Still Waiting for a Broad and Sustained Dollar Decline

October 15, 2019

Many forecasters had expected a downward break in the dollar this year. It didn’t happen, and only a fifth of the year remains. Compared to a year ago, the dollar shows a double-digit decline against the euro and rises of about 3% relative to sterling and the Chinese yuan versus a dip of less than 3% relative to the yen. Compared to five years ago, the dollar has advanced almost 29% against sterling and 16% versus the yuan. It’s also up by about 15% against both the euro and on a trade-weighted basis against other widely traded currencies.

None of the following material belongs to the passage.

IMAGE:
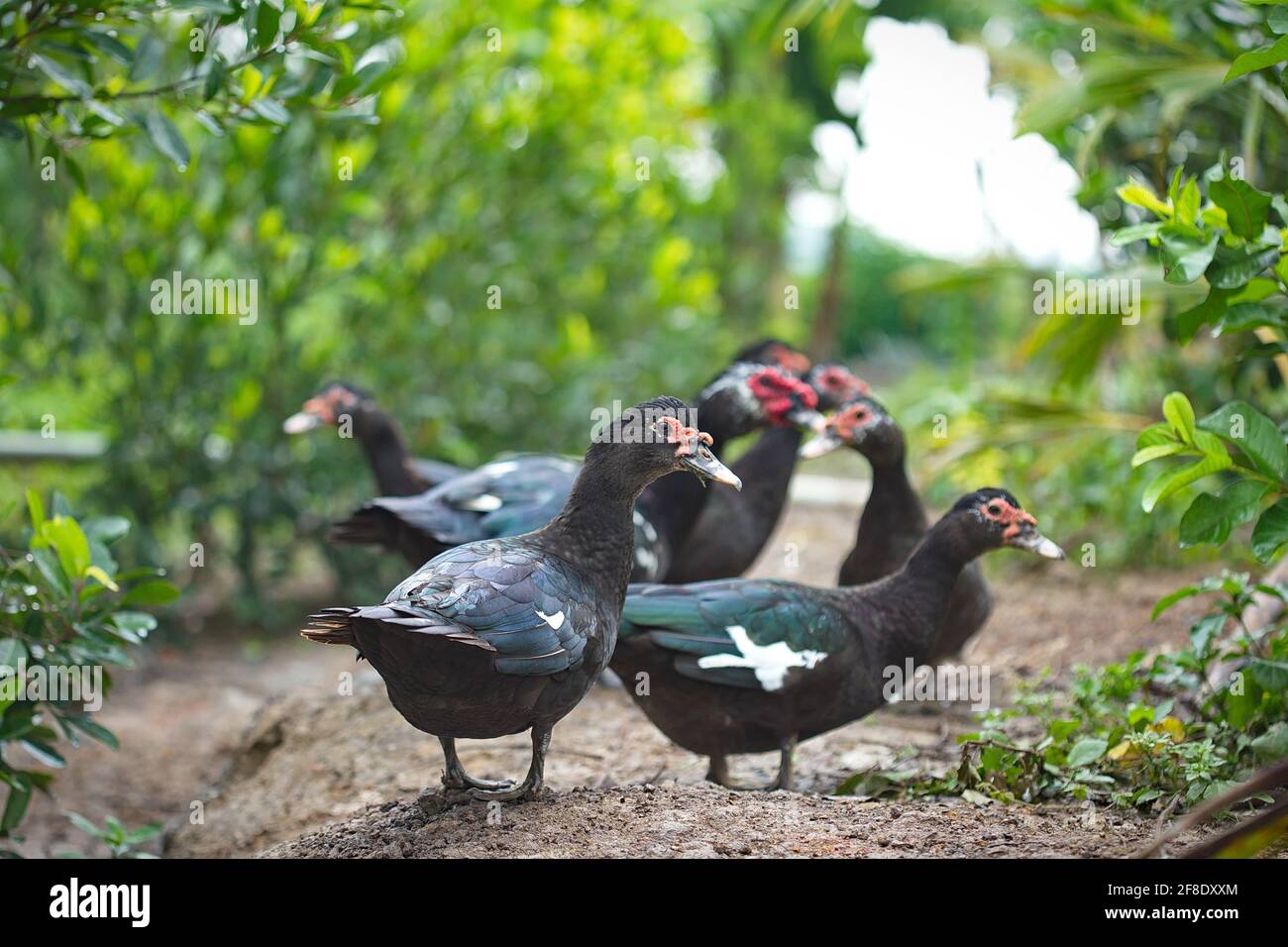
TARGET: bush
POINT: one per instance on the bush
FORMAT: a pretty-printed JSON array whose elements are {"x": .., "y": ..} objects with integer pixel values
[{"x": 67, "y": 612}]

Reasons for being guarded about the dollar’s prospects haven’t dissipated. The U.S. currency  enjoyed a good upward run that’s looking even longer in the tooth now than at the start of the year. The Federal Reserve did loosen monetary policy amid relentless criticism from the Trump Administration, although not exclusively in reaction to that factor. U.S. growth prospects seem more fragile than such appeared in the summer of 2018, and usable policy counter-measures to support growth look limited. With only a year remaining before the presidential election, an impeachment investigation of President Trump fraught with uncertainty has begun, and some of the economic, demographic, and political properties that decades ago made the dollar the king of reserve currencies no longer seem appropriate. If governments around the world were to start anew  to design an international monetary system, it seems doubtful that they would select as the centerpiece a currency of a government that debases the rule of law both internally and in its display of greater comfort with authoritarian rulers than leaders of other democracies.

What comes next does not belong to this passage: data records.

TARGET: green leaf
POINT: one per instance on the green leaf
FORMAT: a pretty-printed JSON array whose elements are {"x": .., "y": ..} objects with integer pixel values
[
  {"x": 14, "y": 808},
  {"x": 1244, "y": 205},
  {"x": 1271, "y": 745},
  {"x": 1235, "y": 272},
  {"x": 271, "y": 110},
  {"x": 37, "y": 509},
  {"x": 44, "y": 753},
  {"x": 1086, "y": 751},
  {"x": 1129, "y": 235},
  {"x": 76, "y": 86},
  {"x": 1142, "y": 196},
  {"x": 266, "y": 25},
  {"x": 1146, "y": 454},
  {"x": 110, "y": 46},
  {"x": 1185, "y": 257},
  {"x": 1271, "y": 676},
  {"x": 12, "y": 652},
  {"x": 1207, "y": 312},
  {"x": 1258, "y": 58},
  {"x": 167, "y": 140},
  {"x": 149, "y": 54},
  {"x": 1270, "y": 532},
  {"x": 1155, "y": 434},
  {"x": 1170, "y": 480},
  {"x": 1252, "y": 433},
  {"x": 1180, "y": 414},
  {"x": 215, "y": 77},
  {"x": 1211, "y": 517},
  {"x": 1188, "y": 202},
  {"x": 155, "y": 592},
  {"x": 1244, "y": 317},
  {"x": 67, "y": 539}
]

But 2019 isn’t 1944 when it was necessary to design a postwar monetary system. It was much easier to start from scratch when the old system had literally been blown apart than to change arrangements that have become progressively more interdependent over many decades. Likewise, Fed easing has been merely part of a widely shared global trend toward monetary stimulus. Growth, inflation, and interest rates have dropped in many places around the world. America’s faction-riddled politics is no more intractable than Britain’s, and nationalism is a big force throughout Europe where recession is a more immediate danger than in the United States. Japan repeatedly fails to lift inflation to 2%, and China’s successful reinvention of its economic engine has been complicated greatly by U.S. tariffs.

Multi-dimensional uncertainty that appears more rooted than transitive is one compelling explanation for the dollar’s persistent strength. As a safe-haven, the U.S. currency habitually seems to be lifted by event news that adds to the pile of uncertainty. A problem with this explanation, however, is that the dollar didn’t always behave like a refuge for safety-seeking money. At the other end of my four and a half decades of currency market watching, Watergate and oil price shocks played havoc with the dollar. Back then, the club of then-called “hard currencies” had three charter members — the Deutsche mark, the Swiss franc, and the Japanese yen — and the dollar was on the outside looking in despite being the most widely used reserve currency.

Perhaps the biggest disconnection between then and now  is the shift from a world of high inflation and expectations that restoration of price stability would continue to slip further away to a new landscape of excessive disinflation that appears just as chronic as high inflation did once. It’s important to understand that this is not just a statement about U.S. conditions but rather a global phenomenon. Yes, U.S. consumer prices between end-1973 and end-1974 soared 12.2%, but consumer prices in that year also advanced 25.3% in Italy, 21.9% in Japan, 19.2% in Great Britain, 15.2% in France, 12.5% in Canada and even 5.9% in Germany. Six and a half years later, inflation was still out of control, with consumer prices in the twelve months through mid-1980 climbing 21.0% in the U.K., 20.7% in Italy, 13.2% in in France, 8.4% in Japan, 6.0% in Germany, 10.1% in Canada, and 14.5% in the United States. A vicious cycle of high global inflation chasing higher expected inflation and back again helped foster a very unfavorable backdrop for the dollar.

Empirical observations have changed so radically between then and now that to quote from the Economist’s special survey on the world economy in this week’s issue, “economists are increasingly willing to question the dictum set out by Milton Friedman in 1963 that inflation is a monetary phenomenon. A decade of below-target inflation suggests that ‘what was previously treated as axiomatic is in fact false’ according to Larry Summers and Anna Stansbury of Harvard University. ‘Central banks cannot always set inflation rates through monetary policy.'”

One has to wonder if old truths regarding currency determination, i.e. the external value of money, ought to be discarded too in the face of such a profound evolution of the dynamics underlying the internal value of money.